On September 18, 2025, the Korea Supreme Court issued a full-bench decision (Case No. 2021Du59908) holding that royalties paid for the use in Korea of foreign-registered patents that are not registered in Korea (so-called “domestically unregistered patents”) may qualify as Korean-sourced income (domestic source income). This judgment marks a reversal of the long-standing interpretation of the Korea-U.S. Income Tax Convention (Convention between the Republic of Korea and the United States of America for the Avoidance of Double Taxation and the Prevention of Fiscal Evasion with Respect to Taxes on Income).

In 2013, a Korean corporation entered into a license agreement with a U.S. company for approximately 40 patents registered in the U.S., and in the 2014 fiscal year paid around USD 1.6 million as a royalty and paid with-holding corporate tax accordingly. The Korean-company later claimed that the royalty payment related to Korean-unregistered patents and thus did not constitute Korean-sourced income, sought a refund of the with-holding corporate tax, but the Korean tax authority denied the claim – and the dispute proceeded to litigation.

Until now, the Korea Supreme Court had consistently held, based on the principle of territoriality of patent rights (“patent rights operate only in the country of registration”), that the “use” of a patent meant practicing of the patent in the country in which it is registered, and thus a patent not registered in Korea could not be treated as used in Korea for tax-source purposes.

However, the Korea Supreme Court held that Article 14(4)(a) of the Korea-U.S. Convention defines “royalties” for the “use of, or the right to use, patents” and that because the Convention does not define the term “use,” Article 2(2) of the Convention requires interpreting “use” under the domestic tax law of the Contracting State in which tax is being determined (i.e., Korea).

Under former Article 93, subparagraph 8, proviso of the Corporate Tax Act, it is provided that “even if a patent is registered abroad but not registered in Korea, it shall be deemed to have been used in Korea if it is used for manufacturing, sales, etc. within Korea.” The Korea Supreme Court interpreted the term “use” in this context to mean the use of the patented technology that is the subject of the patent, rather than the exercise of the patent’s exclusive rights themselves.

Accordingly, if the patented technology of a domestically unregistered patent is actually used in Korea, the royalty payment constitutes Korean-sourced income – even though the patent is not registered in Korea.
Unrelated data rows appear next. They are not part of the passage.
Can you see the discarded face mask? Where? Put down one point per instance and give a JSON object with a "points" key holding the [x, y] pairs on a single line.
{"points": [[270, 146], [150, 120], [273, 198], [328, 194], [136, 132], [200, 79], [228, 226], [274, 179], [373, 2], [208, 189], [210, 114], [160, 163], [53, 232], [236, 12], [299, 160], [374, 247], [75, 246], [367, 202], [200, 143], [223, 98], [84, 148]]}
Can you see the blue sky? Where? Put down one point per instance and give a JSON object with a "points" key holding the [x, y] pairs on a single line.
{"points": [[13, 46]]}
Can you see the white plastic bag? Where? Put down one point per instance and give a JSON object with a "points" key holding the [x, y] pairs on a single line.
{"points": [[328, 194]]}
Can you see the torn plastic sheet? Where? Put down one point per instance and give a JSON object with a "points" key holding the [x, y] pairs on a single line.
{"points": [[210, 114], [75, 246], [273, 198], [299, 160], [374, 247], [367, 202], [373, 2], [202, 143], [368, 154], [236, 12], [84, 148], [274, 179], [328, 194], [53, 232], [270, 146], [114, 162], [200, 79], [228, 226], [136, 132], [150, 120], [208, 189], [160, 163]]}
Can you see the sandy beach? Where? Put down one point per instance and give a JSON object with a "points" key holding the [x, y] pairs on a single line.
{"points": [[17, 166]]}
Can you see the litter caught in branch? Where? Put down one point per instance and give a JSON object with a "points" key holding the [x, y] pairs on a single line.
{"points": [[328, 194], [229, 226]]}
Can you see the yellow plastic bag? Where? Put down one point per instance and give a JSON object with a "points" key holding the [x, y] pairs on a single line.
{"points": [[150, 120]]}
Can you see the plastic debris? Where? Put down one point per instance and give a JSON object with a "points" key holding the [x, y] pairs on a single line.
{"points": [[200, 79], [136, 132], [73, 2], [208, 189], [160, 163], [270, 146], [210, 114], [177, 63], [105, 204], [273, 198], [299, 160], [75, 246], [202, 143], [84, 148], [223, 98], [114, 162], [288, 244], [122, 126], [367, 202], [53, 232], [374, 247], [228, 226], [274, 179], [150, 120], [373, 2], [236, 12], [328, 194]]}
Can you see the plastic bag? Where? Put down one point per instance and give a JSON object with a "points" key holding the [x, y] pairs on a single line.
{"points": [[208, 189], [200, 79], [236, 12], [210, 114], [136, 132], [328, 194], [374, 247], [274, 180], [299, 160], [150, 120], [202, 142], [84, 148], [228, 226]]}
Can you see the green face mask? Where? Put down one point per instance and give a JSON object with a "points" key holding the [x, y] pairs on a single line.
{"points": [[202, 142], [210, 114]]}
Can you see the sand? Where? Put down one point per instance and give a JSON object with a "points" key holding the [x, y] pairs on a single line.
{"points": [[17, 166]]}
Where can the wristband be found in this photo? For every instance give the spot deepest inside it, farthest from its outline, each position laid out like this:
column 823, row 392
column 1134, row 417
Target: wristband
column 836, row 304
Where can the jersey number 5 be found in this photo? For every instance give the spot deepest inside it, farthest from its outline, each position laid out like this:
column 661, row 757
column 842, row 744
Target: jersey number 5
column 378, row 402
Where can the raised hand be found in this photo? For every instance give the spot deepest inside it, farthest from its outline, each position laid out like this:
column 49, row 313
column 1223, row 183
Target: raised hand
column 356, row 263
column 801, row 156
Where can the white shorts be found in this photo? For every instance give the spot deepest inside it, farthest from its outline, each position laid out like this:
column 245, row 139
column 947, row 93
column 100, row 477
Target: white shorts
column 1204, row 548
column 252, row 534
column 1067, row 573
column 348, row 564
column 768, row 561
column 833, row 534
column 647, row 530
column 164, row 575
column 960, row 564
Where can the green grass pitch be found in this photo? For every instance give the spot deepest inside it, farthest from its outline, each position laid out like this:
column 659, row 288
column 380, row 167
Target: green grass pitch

The Korea Supreme Court thus changed the prior rulings that denied Korean source status for royalty payments under domestically unregistered patents.

This full-bench decision signals that Korean companies paying royalties to foreign patent holders for technology used in Korea should treat such payments as possibly subject to Korean with-holding corporate tax, irrespective of whether the patent is registered in Korea. Consequently, when concluding license agreements, careful attention must now be given to distinguishing between domestic and foreign uses of technology, specifying geographic scope of use, and structuring royalty payments accordingly.